The trick to finding a one-size-fits-all (or at least most) replacement for the current purpose-built systems in use, is designing the file system to be flexible enough for scientists and researchers to tailor it to their own specific needs.

“What researchers end up doing is stitching a solution together that is customized to exactly what they need, which takes a lot of developer hours,” says Amvrosiadis. “As soon as something changes they have to sit back down to the drawing board and start from scratch and redesign all their code.”

Amvrosiadis and the team have already demonstrated a couple of ways that efficiency can be improved, such as indexing or altering file size and quantity. Now they’re looking into further ways to take advantage of potential inefficiencies, like using in-process analysis to eliminate unneeded data before it ever reaches storage or compressing information in preparation for transfer to other labs.

Solutions like these center around repurposing CPU downtime to perform tasks that will contribute back into the information pipeline and creating smarter ways to organize and store data, increasing overall efficiency.

The idea is to let the expert scientists identify the areas where they have room for improvement or untapped resources, and to take advantage of the toolkit and versatile framework DeltaFS can provide.

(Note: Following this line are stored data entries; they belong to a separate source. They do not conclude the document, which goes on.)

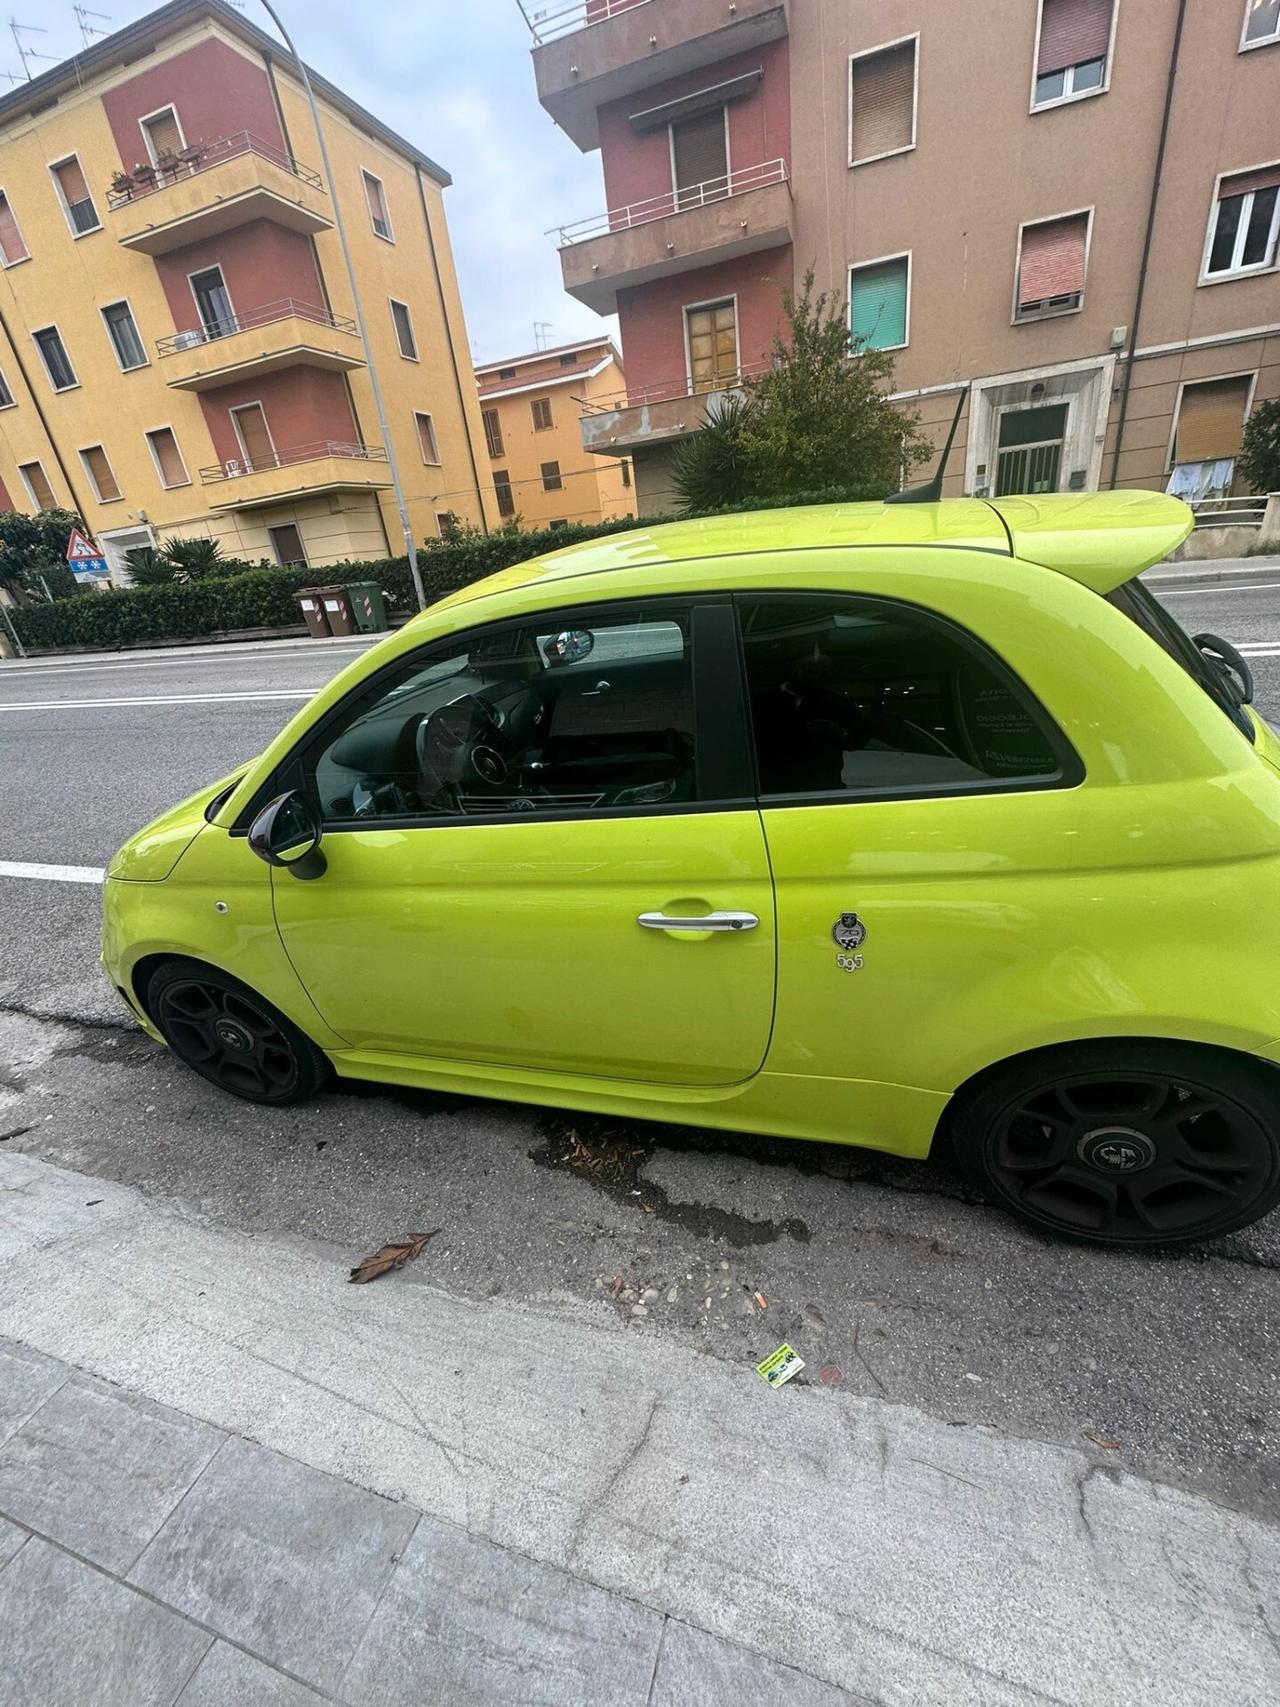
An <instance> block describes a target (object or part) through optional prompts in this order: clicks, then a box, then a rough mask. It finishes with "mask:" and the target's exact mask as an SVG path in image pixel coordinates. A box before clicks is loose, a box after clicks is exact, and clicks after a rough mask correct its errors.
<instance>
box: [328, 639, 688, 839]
mask: <svg viewBox="0 0 1280 1707" xmlns="http://www.w3.org/2000/svg"><path fill="white" fill-rule="evenodd" d="M302 773H304V775H302V785H304V787H307V789H309V790H311V792H312V797H314V799H316V802H317V804H319V807H321V813H323V816H324V819H326V823H329V824H343V823H353V824H362V823H365V824H367V823H370V821H382V819H398V818H399V819H403V818H420V819H437V818H445V819H459V818H486V816H488V818H492V816H495V814H526V816H538V814H546V813H561V814H563V813H596V811H609V809H621V807H650V809H652V807H659V806H672V804H679V802H688V801H693V799H696V794H698V773H696V765H695V749H693V613H691V611H689V609H686V608H681V609H672V608H669V606H654V608H643V606H637V608H631V609H628V611H626V613H621V615H620V613H618V611H613V613H608V611H601V609H596V611H591V609H589V611H563V613H553V615H546V613H543V615H541V616H538V618H532V620H529V621H526V623H522V625H517V626H502V628H490V630H480V632H476V633H471V635H461V637H456V638H451V640H445V642H440V644H439V645H433V647H428V649H425V650H423V652H418V654H416V655H415V657H413V659H411V661H408V662H404V664H403V666H399V667H396V669H393V671H391V673H389V674H386V676H384V678H381V681H379V683H377V685H374V686H372V688H370V690H369V691H367V693H365V695H362V696H358V698H357V700H355V703H353V705H350V707H345V708H343V710H341V712H340V715H338V720H336V727H329V729H326V731H323V732H321V736H319V737H317V741H316V743H314V746H312V749H311V753H307V754H304V758H302Z"/></svg>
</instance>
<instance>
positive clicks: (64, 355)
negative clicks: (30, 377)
mask: <svg viewBox="0 0 1280 1707" xmlns="http://www.w3.org/2000/svg"><path fill="white" fill-rule="evenodd" d="M32 336H34V340H36V348H38V350H39V357H41V362H44V372H46V374H48V376H49V384H51V386H53V389H55V391H72V389H73V387H75V386H79V384H80V381H79V379H77V377H75V369H73V367H72V358H70V355H68V353H67V345H65V343H63V341H61V333H60V331H58V328H56V326H44V328H43V331H38V333H32Z"/></svg>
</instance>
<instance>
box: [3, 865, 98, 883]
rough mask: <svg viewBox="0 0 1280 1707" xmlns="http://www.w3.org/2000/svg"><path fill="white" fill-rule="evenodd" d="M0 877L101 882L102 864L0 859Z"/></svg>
mask: <svg viewBox="0 0 1280 1707" xmlns="http://www.w3.org/2000/svg"><path fill="white" fill-rule="evenodd" d="M0 877H38V879H39V881H41V883H102V879H104V877H106V867H102V865H39V864H27V862H24V860H14V859H0Z"/></svg>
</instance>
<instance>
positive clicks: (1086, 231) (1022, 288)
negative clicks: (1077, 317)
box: [1017, 213, 1089, 307]
mask: <svg viewBox="0 0 1280 1707" xmlns="http://www.w3.org/2000/svg"><path fill="white" fill-rule="evenodd" d="M1087 230H1089V218H1087V215H1084V213H1072V215H1070V218H1046V220H1041V224H1039V225H1024V229H1022V266H1021V271H1019V285H1017V300H1019V307H1026V306H1027V304H1031V302H1044V300H1046V299H1048V297H1068V295H1079V294H1080V292H1082V290H1084V244H1085V234H1087Z"/></svg>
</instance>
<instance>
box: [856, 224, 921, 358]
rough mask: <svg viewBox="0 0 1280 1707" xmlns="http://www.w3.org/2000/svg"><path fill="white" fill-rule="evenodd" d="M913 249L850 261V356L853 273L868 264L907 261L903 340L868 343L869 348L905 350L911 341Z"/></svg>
mask: <svg viewBox="0 0 1280 1707" xmlns="http://www.w3.org/2000/svg"><path fill="white" fill-rule="evenodd" d="M911 254H913V251H911V249H898V251H896V254H877V256H876V259H874V261H850V263H848V341H850V352H848V353H850V358H852V357H853V273H860V271H862V270H864V268H867V266H884V265H886V261H906V312H905V314H903V341H901V343H877V345H867V348H869V350H905V348H906V347H908V345H910V343H911Z"/></svg>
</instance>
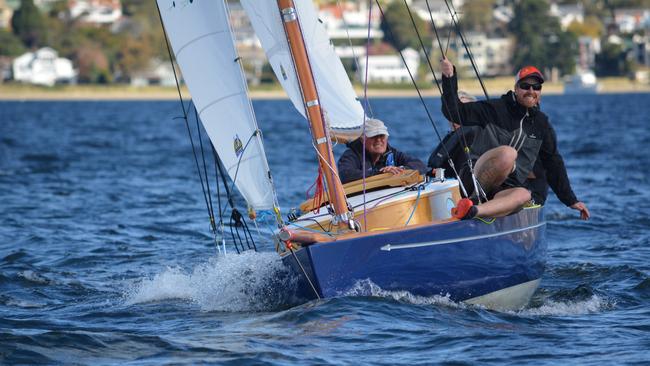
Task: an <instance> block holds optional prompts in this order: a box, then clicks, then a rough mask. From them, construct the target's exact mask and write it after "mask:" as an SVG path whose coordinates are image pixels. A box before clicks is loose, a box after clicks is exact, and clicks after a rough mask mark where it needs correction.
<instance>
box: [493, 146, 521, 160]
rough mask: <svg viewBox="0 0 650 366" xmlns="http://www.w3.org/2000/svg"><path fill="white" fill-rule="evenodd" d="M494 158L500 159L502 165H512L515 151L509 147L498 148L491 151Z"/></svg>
mask: <svg viewBox="0 0 650 366" xmlns="http://www.w3.org/2000/svg"><path fill="white" fill-rule="evenodd" d="M492 150H493V151H494V153H495V154H496V156H498V157H499V158H500V160H501V161H503V162H504V163H509V164H512V163H514V162H515V160H517V150H515V149H514V148H513V147H511V146H505V145H502V146H499V147H495V148H494V149H492Z"/></svg>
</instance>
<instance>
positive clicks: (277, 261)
mask: <svg viewBox="0 0 650 366" xmlns="http://www.w3.org/2000/svg"><path fill="white" fill-rule="evenodd" d="M286 277H287V271H286V269H285V267H284V266H283V264H282V262H281V260H280V258H279V257H278V255H277V254H276V253H255V252H245V253H242V254H239V255H236V254H231V255H227V256H219V257H217V258H213V259H211V260H210V261H208V262H206V263H202V264H199V265H197V266H196V267H195V268H194V269H193V270H192V271H191V272H187V271H185V270H183V269H181V268H179V267H174V268H170V267H168V268H166V269H165V270H163V271H162V272H161V273H158V274H156V275H154V276H153V277H152V278H144V279H142V280H140V281H137V282H136V283H134V284H132V285H131V286H129V287H130V288H129V289H128V290H127V293H126V294H125V297H126V304H127V305H134V304H140V303H146V302H153V301H163V300H169V299H182V300H189V301H191V302H194V303H196V304H197V305H199V307H200V308H201V310H204V311H262V310H270V309H274V308H277V307H279V306H281V305H282V304H283V301H282V291H279V287H280V286H279V283H280V282H282V281H283V280H284V279H286Z"/></svg>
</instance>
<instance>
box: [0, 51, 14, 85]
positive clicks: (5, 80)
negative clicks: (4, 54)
mask: <svg viewBox="0 0 650 366" xmlns="http://www.w3.org/2000/svg"><path fill="white" fill-rule="evenodd" d="M11 61H12V60H11V58H10V57H7V56H0V84H2V83H4V82H5V81H6V80H10V79H11Z"/></svg>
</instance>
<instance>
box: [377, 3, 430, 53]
mask: <svg viewBox="0 0 650 366" xmlns="http://www.w3.org/2000/svg"><path fill="white" fill-rule="evenodd" d="M411 12H413V10H411ZM413 19H414V20H415V25H416V27H417V30H418V32H419V33H420V36H421V37H422V38H423V43H424V44H425V45H427V44H431V39H430V38H431V37H430V35H429V32H428V29H427V24H426V23H425V22H424V20H422V18H420V17H419V16H418V15H417V14H414V13H413ZM381 30H382V31H383V32H384V40H385V41H386V42H388V43H390V44H391V45H392V46H393V47H395V49H397V50H400V51H401V50H403V49H405V48H408V47H410V48H413V49H414V50H419V49H421V48H422V47H420V41H419V40H418V38H417V35H416V33H415V30H414V29H413V23H412V22H411V18H410V16H409V13H408V9H406V7H405V6H404V3H402V2H401V1H393V2H391V3H390V4H388V6H386V7H385V9H384V18H383V19H382V20H381ZM391 35H392V37H391Z"/></svg>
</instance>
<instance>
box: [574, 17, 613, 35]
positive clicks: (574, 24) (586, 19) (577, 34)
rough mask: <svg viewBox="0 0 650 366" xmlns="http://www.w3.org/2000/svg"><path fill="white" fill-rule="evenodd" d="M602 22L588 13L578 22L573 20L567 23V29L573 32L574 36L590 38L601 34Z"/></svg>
mask: <svg viewBox="0 0 650 366" xmlns="http://www.w3.org/2000/svg"><path fill="white" fill-rule="evenodd" d="M604 28H605V27H604V26H603V23H602V22H601V21H600V19H598V18H597V17H595V16H593V15H590V16H587V17H586V18H585V21H584V22H582V23H580V22H576V21H573V22H572V23H571V24H569V27H568V28H567V31H569V32H571V33H573V34H575V35H576V36H588V37H591V38H599V37H600V36H601V35H602V34H603V30H604Z"/></svg>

As the world moves toward exascale computing, the pace that software development must maintain to keep pace with hardware improvements will only increase. Amvrosiadis even hopes that one day more advanced AI techniques could be incorporated to do much of the observational work performed by scientists, cutting down on observation time and freeing them to focus on analysis and study. But for him and the rest of the DeltaFS team, all of that starts with finding little solutions to improve huge processes.

“I don’t know if there’s one framework to rule them all yet—but that’s the goal.”

The DeltaFS project includes Professors George Amvrosiadis, Garth Gibson, and Greg Ganger, Systems Scientist Chuck Cranor, and Ph.D. student Qing Zheng. Also involved were Los Alamos National Lab’s Brad Settlemyer and Gary Grider.